Burocracia e desinformação impedem o controle da dor

Medicamento mais eficaz para tratar o sofrimento oncológico é restringido por falta de conhecimento

Alívio. Ângela Amaral suporta dores oncológicas com o uso de até 12 comprimidos diários de morfina.

Uma dor apavorante várias vezes ao dia. Tão intensa que Ângela Batista Amaral, 54, pensa que nem a morte daria jeito. “Se eu morrer, a dor é tão grande que vai junto comigo. Nunca senti nada parecido”, descreve. Seus gemidos e choros, quando a sensação vem, deixam as filhas desesperadas em casa. O avanço do câncer corrói o peito de Ângela. A oncologista aumentou, então, a dose de morfina de um para três comprimidos, de quatro em quatro horas. Assim que a dor estiver controlada, pode voltar para apenas um comprimido.

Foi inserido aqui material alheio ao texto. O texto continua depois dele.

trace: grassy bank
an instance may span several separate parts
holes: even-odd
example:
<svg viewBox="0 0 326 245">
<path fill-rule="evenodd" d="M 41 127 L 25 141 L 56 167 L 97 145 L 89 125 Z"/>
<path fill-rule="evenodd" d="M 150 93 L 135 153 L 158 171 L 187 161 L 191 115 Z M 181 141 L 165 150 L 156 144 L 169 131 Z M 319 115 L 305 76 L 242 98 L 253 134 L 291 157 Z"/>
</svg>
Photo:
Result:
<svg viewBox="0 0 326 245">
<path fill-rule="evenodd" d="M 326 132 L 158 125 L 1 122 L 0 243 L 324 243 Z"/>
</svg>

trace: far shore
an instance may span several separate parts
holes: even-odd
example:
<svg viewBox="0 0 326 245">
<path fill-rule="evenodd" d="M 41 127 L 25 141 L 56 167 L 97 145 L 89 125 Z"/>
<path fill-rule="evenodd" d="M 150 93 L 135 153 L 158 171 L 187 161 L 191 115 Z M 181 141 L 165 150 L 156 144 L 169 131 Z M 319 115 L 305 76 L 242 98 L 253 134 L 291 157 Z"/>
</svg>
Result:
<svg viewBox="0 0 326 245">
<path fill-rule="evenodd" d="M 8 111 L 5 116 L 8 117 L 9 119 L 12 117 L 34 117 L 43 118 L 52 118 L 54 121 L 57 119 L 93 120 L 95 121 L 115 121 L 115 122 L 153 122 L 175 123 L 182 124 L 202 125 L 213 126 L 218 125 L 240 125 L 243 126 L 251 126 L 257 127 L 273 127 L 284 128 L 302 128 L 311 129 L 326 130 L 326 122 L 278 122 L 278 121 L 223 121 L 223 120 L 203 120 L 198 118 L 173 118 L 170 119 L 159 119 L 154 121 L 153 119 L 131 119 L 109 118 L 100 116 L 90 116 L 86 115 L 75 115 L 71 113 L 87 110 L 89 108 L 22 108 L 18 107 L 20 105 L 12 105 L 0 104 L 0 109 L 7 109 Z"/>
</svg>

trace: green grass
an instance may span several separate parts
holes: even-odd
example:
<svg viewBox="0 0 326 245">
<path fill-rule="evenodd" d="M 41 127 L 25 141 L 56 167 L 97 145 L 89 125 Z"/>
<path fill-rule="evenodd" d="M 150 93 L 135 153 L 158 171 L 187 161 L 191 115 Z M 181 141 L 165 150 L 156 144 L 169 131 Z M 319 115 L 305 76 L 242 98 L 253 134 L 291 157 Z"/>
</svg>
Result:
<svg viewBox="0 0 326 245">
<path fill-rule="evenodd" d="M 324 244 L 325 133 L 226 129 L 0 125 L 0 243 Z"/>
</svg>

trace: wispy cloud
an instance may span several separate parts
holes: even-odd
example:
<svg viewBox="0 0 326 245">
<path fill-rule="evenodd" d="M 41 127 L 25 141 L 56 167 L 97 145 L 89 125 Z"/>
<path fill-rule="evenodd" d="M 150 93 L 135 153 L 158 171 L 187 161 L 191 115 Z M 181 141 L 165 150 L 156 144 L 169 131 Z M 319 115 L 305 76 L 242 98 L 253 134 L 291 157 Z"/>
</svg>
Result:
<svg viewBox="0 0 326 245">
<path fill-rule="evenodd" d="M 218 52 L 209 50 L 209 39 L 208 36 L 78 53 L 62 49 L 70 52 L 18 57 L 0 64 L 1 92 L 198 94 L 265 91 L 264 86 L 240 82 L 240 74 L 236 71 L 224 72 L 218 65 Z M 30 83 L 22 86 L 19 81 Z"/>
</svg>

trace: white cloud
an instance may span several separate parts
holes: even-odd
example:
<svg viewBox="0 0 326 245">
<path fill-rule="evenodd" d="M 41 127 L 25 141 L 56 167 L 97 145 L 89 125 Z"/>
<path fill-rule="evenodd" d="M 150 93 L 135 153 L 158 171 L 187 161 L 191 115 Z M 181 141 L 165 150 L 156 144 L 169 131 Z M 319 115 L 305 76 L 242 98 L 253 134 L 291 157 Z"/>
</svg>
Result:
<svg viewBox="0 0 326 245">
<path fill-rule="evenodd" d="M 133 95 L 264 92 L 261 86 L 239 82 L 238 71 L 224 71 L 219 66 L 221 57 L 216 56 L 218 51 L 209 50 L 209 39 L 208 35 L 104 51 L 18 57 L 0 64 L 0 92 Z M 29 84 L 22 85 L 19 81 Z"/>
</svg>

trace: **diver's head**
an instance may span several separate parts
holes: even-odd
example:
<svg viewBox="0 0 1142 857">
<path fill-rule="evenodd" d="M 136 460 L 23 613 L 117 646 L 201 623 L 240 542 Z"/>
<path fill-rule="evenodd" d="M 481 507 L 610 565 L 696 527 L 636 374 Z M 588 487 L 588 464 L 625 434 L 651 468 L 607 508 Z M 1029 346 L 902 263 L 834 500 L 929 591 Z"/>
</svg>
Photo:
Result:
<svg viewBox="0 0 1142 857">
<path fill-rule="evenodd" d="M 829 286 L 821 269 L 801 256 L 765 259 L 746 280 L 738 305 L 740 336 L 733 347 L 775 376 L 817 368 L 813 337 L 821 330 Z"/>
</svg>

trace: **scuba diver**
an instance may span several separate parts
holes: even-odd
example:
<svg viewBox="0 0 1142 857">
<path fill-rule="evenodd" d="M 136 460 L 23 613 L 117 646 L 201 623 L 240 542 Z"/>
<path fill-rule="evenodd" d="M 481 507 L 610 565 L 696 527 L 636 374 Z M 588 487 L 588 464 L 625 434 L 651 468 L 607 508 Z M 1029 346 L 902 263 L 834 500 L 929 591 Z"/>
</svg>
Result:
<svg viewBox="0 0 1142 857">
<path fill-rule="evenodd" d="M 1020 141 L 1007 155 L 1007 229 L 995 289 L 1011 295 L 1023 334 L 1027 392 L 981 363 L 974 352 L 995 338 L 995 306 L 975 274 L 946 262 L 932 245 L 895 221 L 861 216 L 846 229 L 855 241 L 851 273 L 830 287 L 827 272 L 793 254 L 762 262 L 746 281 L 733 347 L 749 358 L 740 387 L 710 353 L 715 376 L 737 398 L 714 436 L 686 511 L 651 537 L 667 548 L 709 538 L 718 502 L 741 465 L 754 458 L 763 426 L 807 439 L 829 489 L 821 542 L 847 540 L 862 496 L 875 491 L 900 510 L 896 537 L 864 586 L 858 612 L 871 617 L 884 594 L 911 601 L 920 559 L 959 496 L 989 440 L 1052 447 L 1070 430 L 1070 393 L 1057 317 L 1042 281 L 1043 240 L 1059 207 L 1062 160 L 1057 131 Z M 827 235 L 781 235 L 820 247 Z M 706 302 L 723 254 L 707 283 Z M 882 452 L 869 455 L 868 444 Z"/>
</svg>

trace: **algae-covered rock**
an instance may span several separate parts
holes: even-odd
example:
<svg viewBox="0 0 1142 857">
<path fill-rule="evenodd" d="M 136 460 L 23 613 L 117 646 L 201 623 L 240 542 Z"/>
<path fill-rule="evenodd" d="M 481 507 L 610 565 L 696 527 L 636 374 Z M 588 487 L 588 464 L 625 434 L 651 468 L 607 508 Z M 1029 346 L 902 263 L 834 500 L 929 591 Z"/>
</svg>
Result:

O medicamento que alivia o sofrimento de Ângela nos últimos seis meses precisa ser comprado em grandes redes de farmácia pelo professor da escola estadual onde a filha dela estuda, que se sensibilizou com a situação: “Para conseguir a morfina de graça (pelo governo) é muita burocracia, diz que tem um monte de etapas”, contou Ludmila Stefane Amaral, 17, a mais nova de Ângela. O remédio é barato, cada comprimido custa em torno de R$ 0,50, mas, para ela, que chega a tomar de quatro a 12 por dia, representa um gasto mensal de mais de R$ 200 – pesado para quem ganha salário mínimo, de R$ 937.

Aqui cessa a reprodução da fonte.